Anzaldúa has an open wound but knows that convergence has created a border culture, a third country, a closed country. Paradoxically her wound is opened in a close country. This play on words of close vs open makes me think about both the importance of the language in the Anzaldúa´s work and the meaning of these concepts. Her language is an important feature of her experience and she constructs her own lens by her writing style. Other than open vs close, her poems and narratives not only show her mestizaje, but the idea of mixing Spanish, English and Indian tell us about the way she was jailed between three cultures. When reading an article about Herta Müller, recipient of the Nobel Prize in literature in 2009, I understood better why Anzaldúa wanted to show her experience through her poetry. Müller explains that  poetry is the most concentrated way to express small sparkles of emotions and states that literature doesn’t understand borders. Then, I realize the big importance of her language.

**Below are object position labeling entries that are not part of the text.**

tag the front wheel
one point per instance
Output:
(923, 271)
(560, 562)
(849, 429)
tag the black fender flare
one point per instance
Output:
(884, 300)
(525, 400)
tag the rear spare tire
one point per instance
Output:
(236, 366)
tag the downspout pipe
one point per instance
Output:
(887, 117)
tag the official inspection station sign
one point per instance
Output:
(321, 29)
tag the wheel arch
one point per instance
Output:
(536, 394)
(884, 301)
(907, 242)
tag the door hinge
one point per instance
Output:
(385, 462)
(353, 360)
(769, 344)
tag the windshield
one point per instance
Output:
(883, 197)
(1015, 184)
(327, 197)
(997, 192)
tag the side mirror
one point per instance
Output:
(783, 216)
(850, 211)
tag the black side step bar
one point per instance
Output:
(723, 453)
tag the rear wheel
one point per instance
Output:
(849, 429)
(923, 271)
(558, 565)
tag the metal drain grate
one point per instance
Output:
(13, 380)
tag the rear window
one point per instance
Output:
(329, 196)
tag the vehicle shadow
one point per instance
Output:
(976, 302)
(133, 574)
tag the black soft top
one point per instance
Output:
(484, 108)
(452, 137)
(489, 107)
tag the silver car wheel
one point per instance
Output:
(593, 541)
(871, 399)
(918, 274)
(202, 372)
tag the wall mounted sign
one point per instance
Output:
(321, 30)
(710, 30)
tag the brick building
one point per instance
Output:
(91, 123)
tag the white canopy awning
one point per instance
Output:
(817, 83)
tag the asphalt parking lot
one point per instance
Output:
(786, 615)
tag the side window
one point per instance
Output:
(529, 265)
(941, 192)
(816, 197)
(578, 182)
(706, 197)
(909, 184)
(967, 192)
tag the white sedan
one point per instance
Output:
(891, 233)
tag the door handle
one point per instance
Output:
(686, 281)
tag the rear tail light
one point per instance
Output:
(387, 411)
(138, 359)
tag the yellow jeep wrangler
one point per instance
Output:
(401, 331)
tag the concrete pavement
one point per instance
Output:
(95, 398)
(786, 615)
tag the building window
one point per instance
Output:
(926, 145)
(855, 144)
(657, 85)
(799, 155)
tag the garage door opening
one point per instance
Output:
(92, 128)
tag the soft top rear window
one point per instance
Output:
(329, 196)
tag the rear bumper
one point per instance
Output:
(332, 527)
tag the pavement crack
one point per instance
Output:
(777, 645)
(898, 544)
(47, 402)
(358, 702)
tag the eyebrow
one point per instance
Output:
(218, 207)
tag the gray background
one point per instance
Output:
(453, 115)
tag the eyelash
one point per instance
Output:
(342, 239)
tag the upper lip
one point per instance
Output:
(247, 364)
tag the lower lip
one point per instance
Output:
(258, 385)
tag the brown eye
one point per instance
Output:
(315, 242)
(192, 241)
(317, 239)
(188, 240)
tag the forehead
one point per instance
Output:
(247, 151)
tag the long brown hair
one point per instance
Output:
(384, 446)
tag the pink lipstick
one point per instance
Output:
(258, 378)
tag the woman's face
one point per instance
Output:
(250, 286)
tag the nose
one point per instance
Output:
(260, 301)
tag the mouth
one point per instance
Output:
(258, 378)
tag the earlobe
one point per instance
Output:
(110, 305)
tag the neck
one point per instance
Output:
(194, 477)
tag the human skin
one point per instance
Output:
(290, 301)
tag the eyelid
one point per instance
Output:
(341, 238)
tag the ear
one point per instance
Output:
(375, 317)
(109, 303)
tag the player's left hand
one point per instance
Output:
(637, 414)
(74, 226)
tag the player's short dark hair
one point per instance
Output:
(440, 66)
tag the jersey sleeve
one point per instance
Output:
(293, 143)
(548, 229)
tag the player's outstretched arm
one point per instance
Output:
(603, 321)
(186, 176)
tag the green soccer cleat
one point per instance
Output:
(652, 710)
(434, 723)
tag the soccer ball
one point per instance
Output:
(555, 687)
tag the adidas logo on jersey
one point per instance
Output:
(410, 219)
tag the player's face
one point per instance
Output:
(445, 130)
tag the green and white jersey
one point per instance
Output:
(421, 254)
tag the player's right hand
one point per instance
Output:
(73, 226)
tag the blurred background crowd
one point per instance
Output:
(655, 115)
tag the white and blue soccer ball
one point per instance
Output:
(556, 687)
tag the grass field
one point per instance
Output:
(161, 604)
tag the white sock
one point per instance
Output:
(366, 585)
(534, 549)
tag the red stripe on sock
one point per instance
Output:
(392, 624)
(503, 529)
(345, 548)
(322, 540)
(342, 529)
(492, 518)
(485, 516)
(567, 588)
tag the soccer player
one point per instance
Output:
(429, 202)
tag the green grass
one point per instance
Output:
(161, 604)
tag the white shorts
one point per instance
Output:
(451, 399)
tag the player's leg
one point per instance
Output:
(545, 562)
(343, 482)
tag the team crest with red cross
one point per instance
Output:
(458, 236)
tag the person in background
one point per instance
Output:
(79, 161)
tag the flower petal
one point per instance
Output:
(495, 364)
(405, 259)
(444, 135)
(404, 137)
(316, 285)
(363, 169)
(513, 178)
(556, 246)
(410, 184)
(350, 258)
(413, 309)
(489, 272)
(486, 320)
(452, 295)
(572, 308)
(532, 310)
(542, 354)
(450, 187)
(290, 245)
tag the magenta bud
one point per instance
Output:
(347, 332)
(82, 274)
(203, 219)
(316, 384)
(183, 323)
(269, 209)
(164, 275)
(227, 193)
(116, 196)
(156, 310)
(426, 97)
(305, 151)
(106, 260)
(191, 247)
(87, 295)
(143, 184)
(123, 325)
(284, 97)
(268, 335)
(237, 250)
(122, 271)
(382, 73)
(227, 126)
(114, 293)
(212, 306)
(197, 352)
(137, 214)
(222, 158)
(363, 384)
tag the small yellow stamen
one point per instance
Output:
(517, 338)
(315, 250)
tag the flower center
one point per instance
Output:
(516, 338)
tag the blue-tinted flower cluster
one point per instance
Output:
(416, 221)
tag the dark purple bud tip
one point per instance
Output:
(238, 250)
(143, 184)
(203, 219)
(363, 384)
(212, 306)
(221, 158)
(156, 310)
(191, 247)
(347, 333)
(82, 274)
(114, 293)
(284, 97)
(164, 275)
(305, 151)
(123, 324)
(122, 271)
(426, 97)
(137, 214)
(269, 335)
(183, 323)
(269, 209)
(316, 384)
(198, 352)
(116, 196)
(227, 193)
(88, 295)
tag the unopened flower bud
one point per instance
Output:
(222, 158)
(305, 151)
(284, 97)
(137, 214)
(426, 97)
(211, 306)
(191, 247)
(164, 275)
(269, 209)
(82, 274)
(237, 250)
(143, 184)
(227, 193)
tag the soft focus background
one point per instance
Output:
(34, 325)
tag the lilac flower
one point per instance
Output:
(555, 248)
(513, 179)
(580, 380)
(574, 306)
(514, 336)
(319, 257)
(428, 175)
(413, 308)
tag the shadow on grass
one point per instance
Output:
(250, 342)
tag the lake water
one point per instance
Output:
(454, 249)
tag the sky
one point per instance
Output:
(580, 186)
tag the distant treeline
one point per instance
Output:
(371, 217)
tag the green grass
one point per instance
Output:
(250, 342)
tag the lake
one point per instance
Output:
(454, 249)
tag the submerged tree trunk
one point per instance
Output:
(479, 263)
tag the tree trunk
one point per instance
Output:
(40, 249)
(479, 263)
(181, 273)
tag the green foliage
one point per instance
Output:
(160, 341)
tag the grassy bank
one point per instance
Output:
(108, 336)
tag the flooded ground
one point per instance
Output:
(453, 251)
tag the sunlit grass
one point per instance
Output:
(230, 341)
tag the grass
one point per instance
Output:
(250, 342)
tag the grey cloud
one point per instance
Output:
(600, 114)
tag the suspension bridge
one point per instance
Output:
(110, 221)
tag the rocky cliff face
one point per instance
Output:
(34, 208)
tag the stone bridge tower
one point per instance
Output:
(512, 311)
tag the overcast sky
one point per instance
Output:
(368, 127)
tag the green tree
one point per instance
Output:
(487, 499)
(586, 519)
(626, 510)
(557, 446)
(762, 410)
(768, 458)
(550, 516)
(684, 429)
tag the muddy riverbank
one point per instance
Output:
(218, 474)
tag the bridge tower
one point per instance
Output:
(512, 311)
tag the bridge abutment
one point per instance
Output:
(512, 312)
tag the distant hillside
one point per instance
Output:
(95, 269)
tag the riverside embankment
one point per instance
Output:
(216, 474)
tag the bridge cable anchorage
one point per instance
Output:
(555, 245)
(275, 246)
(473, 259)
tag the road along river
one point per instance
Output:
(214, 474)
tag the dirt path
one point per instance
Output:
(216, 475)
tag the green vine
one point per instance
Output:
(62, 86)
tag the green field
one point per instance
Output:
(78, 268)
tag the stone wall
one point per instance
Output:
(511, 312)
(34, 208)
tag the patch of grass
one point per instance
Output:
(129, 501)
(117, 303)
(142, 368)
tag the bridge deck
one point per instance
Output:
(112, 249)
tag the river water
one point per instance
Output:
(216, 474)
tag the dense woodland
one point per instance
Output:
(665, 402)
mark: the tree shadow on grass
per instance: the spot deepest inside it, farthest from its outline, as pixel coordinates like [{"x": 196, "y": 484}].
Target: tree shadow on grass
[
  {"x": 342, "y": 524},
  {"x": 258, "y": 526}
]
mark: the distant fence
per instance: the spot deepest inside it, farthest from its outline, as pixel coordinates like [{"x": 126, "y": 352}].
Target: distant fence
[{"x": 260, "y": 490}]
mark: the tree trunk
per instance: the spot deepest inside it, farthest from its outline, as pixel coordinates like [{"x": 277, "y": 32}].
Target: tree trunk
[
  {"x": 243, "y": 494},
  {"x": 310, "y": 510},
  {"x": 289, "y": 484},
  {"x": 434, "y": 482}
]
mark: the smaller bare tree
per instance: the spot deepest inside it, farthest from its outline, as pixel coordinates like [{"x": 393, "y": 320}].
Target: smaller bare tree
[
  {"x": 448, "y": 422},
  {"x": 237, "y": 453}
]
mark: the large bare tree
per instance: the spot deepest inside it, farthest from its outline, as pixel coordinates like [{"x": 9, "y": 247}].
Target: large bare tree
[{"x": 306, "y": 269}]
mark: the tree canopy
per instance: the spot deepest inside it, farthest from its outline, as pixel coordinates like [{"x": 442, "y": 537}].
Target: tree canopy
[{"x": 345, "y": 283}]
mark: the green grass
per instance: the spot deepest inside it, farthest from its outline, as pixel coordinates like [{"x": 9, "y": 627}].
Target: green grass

The meaning of concepts like identity, solitude, home, freedom, duality, and faculty–the capacity to see in surface phenomena the meaning of deeper realities–are vital. Precisely, one of these realities reminds me of another word mentioned in class, “in between”, deeply analized by Bhabha. Anzaldúa denominates it “borderland”and she named herself a border woman in her anguish, myths and incomprehensions of her life due to that fact that she is involved in three worlds-white, mexican and indigenous. Her hybridity makes me think of my life and how different the US culture is from mine. I am not in Spain but I do not belong to the American culture because my identity and culture are Spanish but something has changed since I have been here because I had to adapt myself into another culture (in which I am living). Then, sometimes, I feel like I am “in between” two realities or in a third world: neither Spain nor US, but a new one that I(re)create every day. In terms of Anzaldúa, you carry your home–with all your experiences– like a turtle.

I also experienced this feeling/idea with a movie that I saw the other day, “In Between Days” by So Yong Kim. This movie deals with two Korean teenagers that live in some city in North America and the female character, Aimie, struggles to find a place outside herself where the past–South Korea– and future—US– connect, and a place within herself where friendship and love do not cancel each other out. Anzaldúa states that living in the border produces knowledge inside a system whereas the knowledge is retained outside the system and Aimie lives in the border and talks to her dead father, -like Anzaldúa also does through the indigenous ritual- whereas the boy is called Tran, coincidence or not,  reminds me of the short name of Transnationalism.

All of these experiences through movies, articles and life experiences add to Anzaldúa´s words by themselves, what they mean and how they are written are the best engagement to figure out the concept of Transnationalism. Also, I agree with Cantú and Hurtado’s introduction when they confirm that her ideas are applied to different socio politic realities.